Stimulus and more stimulus

The Fed has pursued a historic, loose policy over the past year, dropping its standard lending rate to near zero and buying at least $ 120 billion in bonds each month. It is, moreover, a series of loan and liquidity programs that have since fallen into disrepair, implemented in the early days of the Covid-19 crisis.

With that, Congress has received more than $ 3 billion in fiscal stimulus and could end up approving $ 1.9 to $ 1.9 billion more.

All that has happened in the midst of an economy that, apart from a still worrying job problem, is mainly buzzing in the service sector. Wall Street expects growth expectations in the first quarter and market-based indicators of inflation rise.

That’s why Powell’s cord wire will be all the more compelling this week.

“The market mood has changed,” Mohamed El-Erian, chief economic adviser at Allianz, said on CNBC’s “Squawk Box” on Monday. It is no longer whether the returns go higher, that is when the move is too big. This is what the market is trying to figure out. ‘

Investors are particularly concerned that all the stimulus is not going overboard and threaten to destabilize the economy in the long run.

‘I can predict that the yellow lights are flashing all over the Fed because of the [yields] “moving and weakening the yield curve, and the Fed can do more to try to control yields,” El-Erian said.
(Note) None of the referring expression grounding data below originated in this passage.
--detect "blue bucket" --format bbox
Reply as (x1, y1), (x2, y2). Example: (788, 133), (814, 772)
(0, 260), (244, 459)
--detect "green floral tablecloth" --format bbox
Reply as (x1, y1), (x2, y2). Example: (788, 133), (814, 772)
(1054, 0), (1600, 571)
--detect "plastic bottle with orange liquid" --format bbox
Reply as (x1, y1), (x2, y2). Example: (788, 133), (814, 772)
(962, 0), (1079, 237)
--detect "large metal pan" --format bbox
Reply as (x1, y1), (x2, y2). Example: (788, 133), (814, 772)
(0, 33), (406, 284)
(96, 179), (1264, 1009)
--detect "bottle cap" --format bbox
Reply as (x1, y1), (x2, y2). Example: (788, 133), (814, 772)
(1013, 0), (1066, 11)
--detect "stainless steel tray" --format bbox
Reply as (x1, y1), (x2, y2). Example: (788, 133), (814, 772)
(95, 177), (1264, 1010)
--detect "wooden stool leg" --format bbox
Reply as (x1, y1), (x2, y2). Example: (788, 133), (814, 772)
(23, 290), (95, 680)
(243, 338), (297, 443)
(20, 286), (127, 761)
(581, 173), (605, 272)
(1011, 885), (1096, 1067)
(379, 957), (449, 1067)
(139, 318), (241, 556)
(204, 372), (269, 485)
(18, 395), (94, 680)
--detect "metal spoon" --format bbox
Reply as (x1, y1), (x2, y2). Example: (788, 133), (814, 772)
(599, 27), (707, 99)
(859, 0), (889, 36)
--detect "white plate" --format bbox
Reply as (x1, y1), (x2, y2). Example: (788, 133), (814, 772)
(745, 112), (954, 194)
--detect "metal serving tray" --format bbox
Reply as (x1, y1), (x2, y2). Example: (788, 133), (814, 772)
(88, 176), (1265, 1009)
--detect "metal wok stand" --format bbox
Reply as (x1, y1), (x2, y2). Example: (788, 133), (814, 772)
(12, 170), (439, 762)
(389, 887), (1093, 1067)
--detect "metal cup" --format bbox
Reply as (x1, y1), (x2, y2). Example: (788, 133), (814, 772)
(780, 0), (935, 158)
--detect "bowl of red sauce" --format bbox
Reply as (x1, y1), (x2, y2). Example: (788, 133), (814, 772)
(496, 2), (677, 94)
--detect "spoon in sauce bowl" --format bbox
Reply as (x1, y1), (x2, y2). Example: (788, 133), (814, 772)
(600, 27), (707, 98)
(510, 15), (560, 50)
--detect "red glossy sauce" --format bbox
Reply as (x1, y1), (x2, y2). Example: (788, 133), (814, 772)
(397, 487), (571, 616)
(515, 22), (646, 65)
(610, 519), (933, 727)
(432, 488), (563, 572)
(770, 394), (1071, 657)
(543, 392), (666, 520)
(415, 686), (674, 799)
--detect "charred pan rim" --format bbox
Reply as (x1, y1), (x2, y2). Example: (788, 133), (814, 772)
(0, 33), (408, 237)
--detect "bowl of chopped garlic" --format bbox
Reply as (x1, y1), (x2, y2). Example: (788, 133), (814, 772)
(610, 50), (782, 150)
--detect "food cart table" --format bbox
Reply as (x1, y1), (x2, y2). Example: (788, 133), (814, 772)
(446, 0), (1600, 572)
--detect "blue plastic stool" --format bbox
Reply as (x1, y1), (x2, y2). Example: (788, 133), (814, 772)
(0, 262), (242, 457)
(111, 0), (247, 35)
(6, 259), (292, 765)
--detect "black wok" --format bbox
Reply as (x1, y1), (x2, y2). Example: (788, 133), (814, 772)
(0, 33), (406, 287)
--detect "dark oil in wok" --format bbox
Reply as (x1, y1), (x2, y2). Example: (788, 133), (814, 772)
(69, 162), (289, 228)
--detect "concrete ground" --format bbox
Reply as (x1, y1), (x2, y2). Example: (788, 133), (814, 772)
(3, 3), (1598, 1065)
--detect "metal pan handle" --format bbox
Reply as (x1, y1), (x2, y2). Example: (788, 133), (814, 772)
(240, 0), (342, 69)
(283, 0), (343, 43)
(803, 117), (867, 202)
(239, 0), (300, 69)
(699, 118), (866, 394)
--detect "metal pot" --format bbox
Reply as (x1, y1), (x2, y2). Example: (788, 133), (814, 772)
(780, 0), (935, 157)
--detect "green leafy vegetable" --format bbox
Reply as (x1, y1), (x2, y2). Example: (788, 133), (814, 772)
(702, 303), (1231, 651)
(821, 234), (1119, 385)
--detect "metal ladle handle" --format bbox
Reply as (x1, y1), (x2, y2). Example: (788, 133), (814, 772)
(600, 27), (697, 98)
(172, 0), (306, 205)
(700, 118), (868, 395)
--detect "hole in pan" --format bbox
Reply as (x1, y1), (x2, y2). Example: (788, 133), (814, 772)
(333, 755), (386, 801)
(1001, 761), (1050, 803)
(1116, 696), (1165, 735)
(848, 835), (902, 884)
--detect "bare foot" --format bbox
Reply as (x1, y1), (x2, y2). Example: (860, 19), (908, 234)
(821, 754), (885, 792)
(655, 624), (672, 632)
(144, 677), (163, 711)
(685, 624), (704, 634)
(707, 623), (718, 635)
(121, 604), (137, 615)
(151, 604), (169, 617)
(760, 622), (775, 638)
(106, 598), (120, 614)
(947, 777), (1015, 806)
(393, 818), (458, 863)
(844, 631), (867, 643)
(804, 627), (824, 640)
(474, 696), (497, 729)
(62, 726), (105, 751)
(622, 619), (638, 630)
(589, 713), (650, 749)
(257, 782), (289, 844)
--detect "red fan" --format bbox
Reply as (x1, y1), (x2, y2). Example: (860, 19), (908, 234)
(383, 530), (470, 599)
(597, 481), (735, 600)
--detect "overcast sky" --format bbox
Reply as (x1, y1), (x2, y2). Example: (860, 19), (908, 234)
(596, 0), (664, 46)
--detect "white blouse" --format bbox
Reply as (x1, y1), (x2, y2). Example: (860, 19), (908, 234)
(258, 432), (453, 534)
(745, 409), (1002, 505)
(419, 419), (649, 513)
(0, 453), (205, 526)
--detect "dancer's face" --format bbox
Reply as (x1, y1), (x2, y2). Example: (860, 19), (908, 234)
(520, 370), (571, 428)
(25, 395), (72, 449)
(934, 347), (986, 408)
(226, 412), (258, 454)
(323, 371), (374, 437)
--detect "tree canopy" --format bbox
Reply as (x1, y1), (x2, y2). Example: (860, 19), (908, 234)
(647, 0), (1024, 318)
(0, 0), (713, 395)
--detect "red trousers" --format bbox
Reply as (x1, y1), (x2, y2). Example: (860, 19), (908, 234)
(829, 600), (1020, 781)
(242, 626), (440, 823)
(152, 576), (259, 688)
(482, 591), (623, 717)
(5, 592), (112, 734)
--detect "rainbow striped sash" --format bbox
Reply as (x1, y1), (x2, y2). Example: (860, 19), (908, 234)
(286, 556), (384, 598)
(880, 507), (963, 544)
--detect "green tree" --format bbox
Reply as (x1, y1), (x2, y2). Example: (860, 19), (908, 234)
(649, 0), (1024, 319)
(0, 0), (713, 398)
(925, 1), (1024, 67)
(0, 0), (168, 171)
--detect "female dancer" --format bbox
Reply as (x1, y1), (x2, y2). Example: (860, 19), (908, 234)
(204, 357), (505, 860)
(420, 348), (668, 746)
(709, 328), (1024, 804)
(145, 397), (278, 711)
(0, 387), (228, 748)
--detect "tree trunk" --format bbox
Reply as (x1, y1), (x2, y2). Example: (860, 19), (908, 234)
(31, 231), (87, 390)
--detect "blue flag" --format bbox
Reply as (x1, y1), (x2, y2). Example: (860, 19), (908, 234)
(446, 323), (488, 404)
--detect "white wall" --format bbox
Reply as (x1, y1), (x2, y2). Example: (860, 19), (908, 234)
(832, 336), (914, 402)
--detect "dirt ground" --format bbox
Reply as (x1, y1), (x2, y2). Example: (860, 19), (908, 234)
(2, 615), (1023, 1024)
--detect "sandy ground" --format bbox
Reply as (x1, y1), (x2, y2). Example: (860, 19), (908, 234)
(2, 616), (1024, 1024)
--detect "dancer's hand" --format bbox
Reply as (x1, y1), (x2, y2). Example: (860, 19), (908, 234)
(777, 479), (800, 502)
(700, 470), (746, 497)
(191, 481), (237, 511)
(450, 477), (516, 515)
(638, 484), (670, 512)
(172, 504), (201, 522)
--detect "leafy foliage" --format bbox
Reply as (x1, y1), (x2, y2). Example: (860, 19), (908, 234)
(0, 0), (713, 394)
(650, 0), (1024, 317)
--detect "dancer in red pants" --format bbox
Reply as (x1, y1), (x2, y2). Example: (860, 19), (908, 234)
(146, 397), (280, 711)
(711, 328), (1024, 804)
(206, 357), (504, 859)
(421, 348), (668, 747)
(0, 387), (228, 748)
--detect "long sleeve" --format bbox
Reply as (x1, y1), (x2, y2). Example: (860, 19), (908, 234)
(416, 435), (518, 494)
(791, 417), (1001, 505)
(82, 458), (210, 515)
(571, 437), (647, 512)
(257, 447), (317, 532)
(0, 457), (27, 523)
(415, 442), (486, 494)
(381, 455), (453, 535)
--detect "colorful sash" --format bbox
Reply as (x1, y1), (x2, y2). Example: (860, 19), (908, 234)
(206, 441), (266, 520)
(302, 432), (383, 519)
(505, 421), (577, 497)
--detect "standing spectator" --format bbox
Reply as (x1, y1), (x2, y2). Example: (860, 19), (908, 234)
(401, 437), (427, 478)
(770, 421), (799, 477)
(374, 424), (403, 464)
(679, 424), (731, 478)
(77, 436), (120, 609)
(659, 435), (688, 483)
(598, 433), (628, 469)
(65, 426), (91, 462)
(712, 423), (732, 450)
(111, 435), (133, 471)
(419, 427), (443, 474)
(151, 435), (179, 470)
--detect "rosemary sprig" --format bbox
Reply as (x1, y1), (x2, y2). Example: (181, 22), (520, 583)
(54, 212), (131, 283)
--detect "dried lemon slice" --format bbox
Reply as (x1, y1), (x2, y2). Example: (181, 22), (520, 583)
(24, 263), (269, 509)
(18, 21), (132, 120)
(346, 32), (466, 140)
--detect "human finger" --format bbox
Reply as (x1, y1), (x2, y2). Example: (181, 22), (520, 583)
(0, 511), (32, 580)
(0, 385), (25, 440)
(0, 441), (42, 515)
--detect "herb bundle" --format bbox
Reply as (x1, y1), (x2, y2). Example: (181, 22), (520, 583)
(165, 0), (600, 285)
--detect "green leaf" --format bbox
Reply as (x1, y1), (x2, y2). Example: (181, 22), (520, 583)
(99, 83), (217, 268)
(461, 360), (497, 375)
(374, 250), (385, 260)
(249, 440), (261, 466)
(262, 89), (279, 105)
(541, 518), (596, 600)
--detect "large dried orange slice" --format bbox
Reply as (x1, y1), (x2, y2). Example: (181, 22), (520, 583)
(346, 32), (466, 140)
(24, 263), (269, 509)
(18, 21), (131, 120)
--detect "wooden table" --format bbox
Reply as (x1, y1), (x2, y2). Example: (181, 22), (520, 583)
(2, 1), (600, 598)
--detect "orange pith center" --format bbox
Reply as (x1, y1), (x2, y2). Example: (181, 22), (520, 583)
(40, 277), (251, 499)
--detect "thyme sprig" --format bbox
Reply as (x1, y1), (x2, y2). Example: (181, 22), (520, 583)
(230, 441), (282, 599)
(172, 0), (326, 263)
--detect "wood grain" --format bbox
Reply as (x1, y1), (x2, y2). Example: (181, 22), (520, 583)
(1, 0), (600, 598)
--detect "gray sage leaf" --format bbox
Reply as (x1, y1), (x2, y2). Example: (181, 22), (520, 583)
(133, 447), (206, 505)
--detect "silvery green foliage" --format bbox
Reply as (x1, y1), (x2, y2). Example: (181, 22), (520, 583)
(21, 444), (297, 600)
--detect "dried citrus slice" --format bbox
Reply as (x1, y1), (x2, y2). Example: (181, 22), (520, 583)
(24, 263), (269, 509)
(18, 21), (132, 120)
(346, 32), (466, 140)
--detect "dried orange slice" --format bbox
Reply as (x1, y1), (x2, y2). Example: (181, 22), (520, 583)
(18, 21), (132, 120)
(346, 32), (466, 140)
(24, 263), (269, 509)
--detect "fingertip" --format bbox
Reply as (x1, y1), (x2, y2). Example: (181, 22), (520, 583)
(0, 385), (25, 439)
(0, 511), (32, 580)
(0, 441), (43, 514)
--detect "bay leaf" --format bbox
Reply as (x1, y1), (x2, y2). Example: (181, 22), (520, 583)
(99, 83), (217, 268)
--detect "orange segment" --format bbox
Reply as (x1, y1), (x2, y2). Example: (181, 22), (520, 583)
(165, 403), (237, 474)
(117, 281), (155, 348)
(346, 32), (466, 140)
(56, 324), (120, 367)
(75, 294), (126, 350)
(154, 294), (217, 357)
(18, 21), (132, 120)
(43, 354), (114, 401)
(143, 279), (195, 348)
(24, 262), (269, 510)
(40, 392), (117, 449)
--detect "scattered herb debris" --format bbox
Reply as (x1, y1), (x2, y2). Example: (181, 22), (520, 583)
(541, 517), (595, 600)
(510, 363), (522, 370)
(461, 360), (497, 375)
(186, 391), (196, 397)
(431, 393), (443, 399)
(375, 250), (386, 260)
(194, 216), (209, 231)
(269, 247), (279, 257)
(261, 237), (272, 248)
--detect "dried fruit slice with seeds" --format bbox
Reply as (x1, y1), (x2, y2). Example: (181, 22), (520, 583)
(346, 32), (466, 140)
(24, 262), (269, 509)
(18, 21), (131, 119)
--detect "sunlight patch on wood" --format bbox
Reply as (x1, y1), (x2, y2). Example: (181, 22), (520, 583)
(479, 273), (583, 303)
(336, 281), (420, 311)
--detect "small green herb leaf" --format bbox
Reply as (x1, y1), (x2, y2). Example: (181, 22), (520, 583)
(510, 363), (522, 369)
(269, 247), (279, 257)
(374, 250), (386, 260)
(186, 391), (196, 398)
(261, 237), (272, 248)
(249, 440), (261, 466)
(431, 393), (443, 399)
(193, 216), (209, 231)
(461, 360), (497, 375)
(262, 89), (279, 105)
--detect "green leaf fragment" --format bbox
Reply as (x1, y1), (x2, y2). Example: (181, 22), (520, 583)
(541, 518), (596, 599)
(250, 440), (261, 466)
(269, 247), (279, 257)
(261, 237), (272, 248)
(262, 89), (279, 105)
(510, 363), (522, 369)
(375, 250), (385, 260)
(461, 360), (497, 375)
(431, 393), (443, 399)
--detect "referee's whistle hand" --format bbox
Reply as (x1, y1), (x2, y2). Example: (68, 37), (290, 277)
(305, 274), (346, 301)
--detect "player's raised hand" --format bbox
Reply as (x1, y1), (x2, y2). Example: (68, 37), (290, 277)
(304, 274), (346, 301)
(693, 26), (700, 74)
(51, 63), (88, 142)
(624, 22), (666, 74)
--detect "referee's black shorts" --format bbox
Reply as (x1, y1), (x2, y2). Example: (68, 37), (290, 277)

Fed officials largely rejected the so-called yield curve control to use the purchasing power of the bonds to control rates between different fixed maturities.

But the market could force the Fed’s hand, and Powell will likely be asked where he stands on what tools the Fed has to calm market issues. He has repeatedly stressed that the Fed has the weapons to control inflation, but its use has a price. Markets used to be weak and companies accustomed to cheap borrowing costs could be hit by an unexpected Fed move.

Evidence of how clearly the market is monitoring the issue came on Monday morning when Christine Lagarde, president of the European Central Bank, said she was closely monitoring the evolution of nominal bonds in the longer term. Her words were enough to calm a turbulent market and to be an opening loss on Wall Street, a mixed market with the Dow in the early afternoon trading. Treasury yields were mostly low on the day.

Tom Lee, managing partner and head of research at Fundstrat Global Advisors, noted that his clients have already expressed some concern over this week. Part of this reflects the fact that bond yields have risen steadily and that investors in equities are nervous about the bond market. can reach a kind of ‘breaking point’ during Powell’s testimony.

Powell will speak to the Senate Finance Committee on Tuesday when he speaks to the House Financial Services Committee on Wednesday.